Потом он снял с себя всё чёрное железо. Достал из ладанки иглу – тяжёлая, она лежала на его ладони и поблёскивала в свечном свете. Поначалу Лазар переживал, как бы сильные колдуны не учуяли, что он носит на шее чародейскую силу, однако оказалось, что дахмарзу всё предусмотрели. Замурованная в предмет, чародейская сила никак не давала о себе знать – словно древнее чудовище, она дремала до тех пор, пока её не решились бы разбудить.

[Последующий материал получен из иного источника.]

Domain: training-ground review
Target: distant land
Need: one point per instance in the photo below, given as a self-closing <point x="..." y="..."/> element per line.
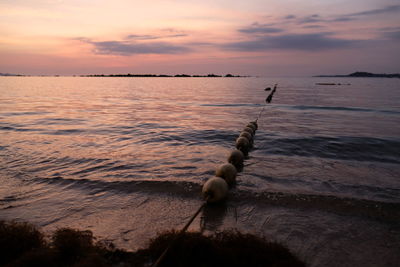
<point x="159" y="75"/>
<point x="364" y="74"/>
<point x="10" y="74"/>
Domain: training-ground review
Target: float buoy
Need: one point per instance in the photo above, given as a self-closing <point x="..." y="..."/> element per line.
<point x="236" y="158"/>
<point x="228" y="172"/>
<point x="255" y="124"/>
<point x="249" y="130"/>
<point x="215" y="189"/>
<point x="248" y="136"/>
<point x="243" y="145"/>
<point x="252" y="126"/>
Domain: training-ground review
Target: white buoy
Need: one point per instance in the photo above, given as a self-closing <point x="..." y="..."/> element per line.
<point x="243" y="145"/>
<point x="228" y="172"/>
<point x="215" y="189"/>
<point x="236" y="158"/>
<point x="248" y="136"/>
<point x="249" y="130"/>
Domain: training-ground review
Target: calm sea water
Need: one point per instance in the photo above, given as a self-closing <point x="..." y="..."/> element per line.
<point x="126" y="157"/>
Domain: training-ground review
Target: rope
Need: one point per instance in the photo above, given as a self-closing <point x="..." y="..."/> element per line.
<point x="267" y="101"/>
<point x="183" y="230"/>
<point x="179" y="235"/>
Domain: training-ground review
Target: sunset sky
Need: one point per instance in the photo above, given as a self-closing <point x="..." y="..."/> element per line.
<point x="253" y="37"/>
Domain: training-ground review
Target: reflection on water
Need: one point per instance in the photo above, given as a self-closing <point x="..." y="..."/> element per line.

Лазар прокрутил иглу в пальцах.
К слову, о чудовищах.
Лазар предполагал, что доставит себе неудобства, но чтобы настолько… Да, дахмарзу хорошо придумали свою науку: лишённый силы человек ничем не походил на чародея – не мог ни перекидываться, ни колдовать, ни даже управлять своей прошлой волшбой. Так, запертая в темницах Айше уже не имела возможности повлиять на сотворённый мор. А Лазар не мог отогнать от Ольжаны Сущность из Стоегоста. Поэтому за последнее время ему пришлось дважды выпустить свою силу из иглы и дважды зашить её обратно – а сейчас предстоял третий раз.

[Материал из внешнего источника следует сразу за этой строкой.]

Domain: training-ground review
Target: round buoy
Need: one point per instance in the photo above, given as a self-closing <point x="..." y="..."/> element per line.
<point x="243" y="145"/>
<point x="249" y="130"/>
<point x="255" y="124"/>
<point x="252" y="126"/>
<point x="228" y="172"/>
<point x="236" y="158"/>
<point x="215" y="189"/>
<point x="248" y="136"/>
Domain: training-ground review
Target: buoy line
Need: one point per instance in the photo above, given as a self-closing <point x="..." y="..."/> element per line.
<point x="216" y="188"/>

Сказки говорили: нужно потереть лампу, чтобы выпустить джинна. Дахмарзу поступали так же, и Лазар, потерев иглу в пальцах, увидел, как из иглы потянулась дымчатая нить. Она закрутилась, потянулась к нему, и внутри щёлкнуло – будто встал на место отколотый кусочек мозаики.
Лазар согнулся, опёрся о стол кулаками. Не удержался и издал тихий стон – возвращать чародейскую силу было подобно тому, чтобы вправлять вывих или с силой разминать перетруженные мышцы. Сразу накатила волна тепла, и Лазар почувствовал себя здоровее и крепче, чем раньше, – и где-то на задворках разума поскреблась мысль: возможно, он бы понял нежное отношение Ольжаны к себе, если бы та знала, что он колдун. Что можно было найти в нём без чародейской силы? Без чародейской силы Лазар и сам себя едва выносил.

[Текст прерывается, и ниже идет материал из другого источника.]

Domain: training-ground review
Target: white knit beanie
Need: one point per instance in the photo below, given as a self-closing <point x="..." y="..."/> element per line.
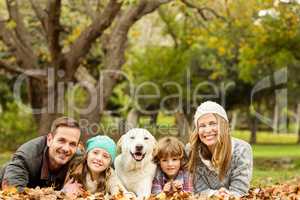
<point x="209" y="107"/>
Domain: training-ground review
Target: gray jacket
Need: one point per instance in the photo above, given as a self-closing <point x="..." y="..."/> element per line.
<point x="238" y="177"/>
<point x="25" y="168"/>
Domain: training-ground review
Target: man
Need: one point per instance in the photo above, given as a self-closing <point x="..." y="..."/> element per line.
<point x="43" y="161"/>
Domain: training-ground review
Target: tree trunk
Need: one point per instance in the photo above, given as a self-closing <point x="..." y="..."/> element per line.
<point x="253" y="129"/>
<point x="132" y="119"/>
<point x="45" y="106"/>
<point x="298" y="123"/>
<point x="234" y="120"/>
<point x="183" y="126"/>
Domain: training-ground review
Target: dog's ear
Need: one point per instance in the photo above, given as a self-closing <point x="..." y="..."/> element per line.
<point x="119" y="144"/>
<point x="155" y="147"/>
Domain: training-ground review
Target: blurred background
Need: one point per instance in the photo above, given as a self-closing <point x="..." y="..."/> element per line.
<point x="114" y="65"/>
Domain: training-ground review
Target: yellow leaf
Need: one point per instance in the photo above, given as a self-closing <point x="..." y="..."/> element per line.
<point x="11" y="24"/>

Он убрал иглу в ладанку слегка подрагивающими пальцами. Но прежде чем продолжил то, что задумал, выставил на стол подарок от пана Авро: неизвестный сосуд. Мысленно усмехнулся: м-да уж, а ведь он не ждал добра, правда? Мог бы сначала открыть сосуд и только потом вернуть себе способность колдовать – но Лазар не знал, что ему приготовили. Явно не мазь, которую он никогда не просил, – и, если в сосуде притаилась беда, лучше встретить её чарами.
Лазар открутил крышку сосуда. Раздалось шипение, и из появившегося зазора хлынул пурпурно-розовый дым. Яд, предположил Лазар отрешённо, но дым окутал стены и уплотнился, превращаясь в полотна ткани. Лазар огляделся: теперь казалось, что он находился не в гостинице, а в одной из комнат тачератской Мастерской.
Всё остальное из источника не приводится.